COCKTALE The obscure cordial and liqueur bottles interspersed among the familiar spirits that line the back bar may be easily overlooked by most bar guests, but LUPEC Boston finds few bottles so intriguing. Often steeped in history and tradition, many of these strange potions play an important supporting role in delicious pre-Prohibition-era classics. Yellow Chartreuse and Benedictine are perfect examples, and both feature prominently in The Widow’s Kiss.
Invented by George J. Kappeler while he was head bartender at the Holland House Hotel in New York City, the Widow’s Kiss is a bewitching combination of Applejack and Angostura Bitters with those two storied herbal liqueurs.
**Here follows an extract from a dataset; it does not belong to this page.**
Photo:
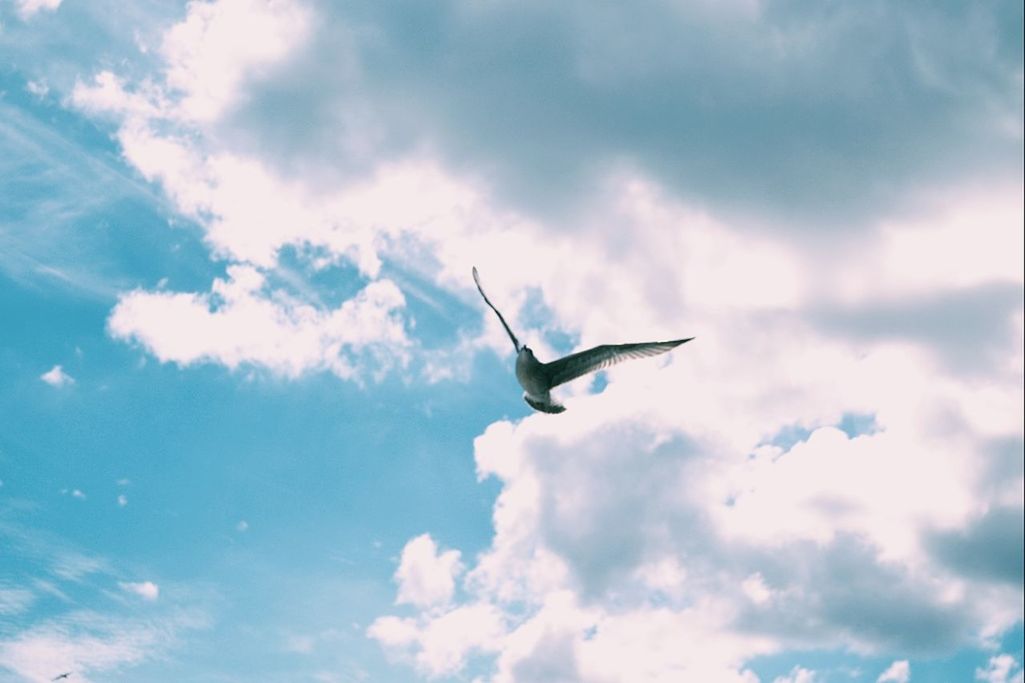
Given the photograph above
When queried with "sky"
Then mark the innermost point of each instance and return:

Chartreuse and Benedictine trace their origins to monastic orders in France (the former in the French Alps, the latter in Normandy) and both are made from closely guarded proprietary recipes that were nearly lost during the French Revolution. Perhaps you’ve overlooked the Chartreuse and Benedictine bottles on the back bar in favor of fruity, flash in the pan sweeteners, but these august brands have been produced for over 4OO and 5OO years, respectively. They’ve outlasted many a drinking fad, and many more enthusiastic drinkers.
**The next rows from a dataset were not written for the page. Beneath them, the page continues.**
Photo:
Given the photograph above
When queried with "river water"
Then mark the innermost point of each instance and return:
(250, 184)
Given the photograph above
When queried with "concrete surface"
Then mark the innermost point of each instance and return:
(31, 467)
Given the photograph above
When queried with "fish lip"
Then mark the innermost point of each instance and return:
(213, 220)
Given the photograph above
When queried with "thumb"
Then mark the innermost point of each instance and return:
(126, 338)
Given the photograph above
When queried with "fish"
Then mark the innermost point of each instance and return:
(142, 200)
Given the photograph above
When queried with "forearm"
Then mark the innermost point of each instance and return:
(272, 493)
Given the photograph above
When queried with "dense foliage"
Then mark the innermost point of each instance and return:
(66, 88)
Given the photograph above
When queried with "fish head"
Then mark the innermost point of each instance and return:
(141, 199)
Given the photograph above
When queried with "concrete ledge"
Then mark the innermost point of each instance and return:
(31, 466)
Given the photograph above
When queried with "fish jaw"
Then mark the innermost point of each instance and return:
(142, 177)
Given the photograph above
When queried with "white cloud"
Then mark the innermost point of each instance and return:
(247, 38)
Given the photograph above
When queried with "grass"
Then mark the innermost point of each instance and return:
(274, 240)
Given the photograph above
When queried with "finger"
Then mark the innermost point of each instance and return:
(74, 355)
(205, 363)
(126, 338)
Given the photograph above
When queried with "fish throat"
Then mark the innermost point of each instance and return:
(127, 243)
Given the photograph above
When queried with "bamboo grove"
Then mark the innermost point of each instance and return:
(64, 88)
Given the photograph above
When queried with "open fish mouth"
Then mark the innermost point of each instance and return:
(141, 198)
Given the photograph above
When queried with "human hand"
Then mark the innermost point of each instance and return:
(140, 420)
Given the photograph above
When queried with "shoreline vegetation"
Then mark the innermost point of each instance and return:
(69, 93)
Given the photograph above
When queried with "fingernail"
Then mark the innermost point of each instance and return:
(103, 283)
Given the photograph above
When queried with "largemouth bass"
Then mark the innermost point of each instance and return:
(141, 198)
The Widow’s Kiss was such a hit during Kappeler’s reign at the Holland House that it made it into all the major cocktail books including his 1895 volume, Modern American Drinks. It also exemplifies a trend that began around the 188Os of American mixologists reaching beyond the maraschino, curaçao and crème de noyeaux bottles for complex herbal liqueurs to create new palettes of flavors as they innovated new recipes. Fortunately for us, they haven’t stopped. We’ll drink to that.
1½ ounces Applejack
¾ ounce yellow Chartreuse
¾ ounce Benedictine
2 dashes Angostura bitters
shake in an iced cocktail shaker, as you recklessly break the cardinal rule of stirring cocktails that contain nothing but booze, then strain into a chilled cocktail glass.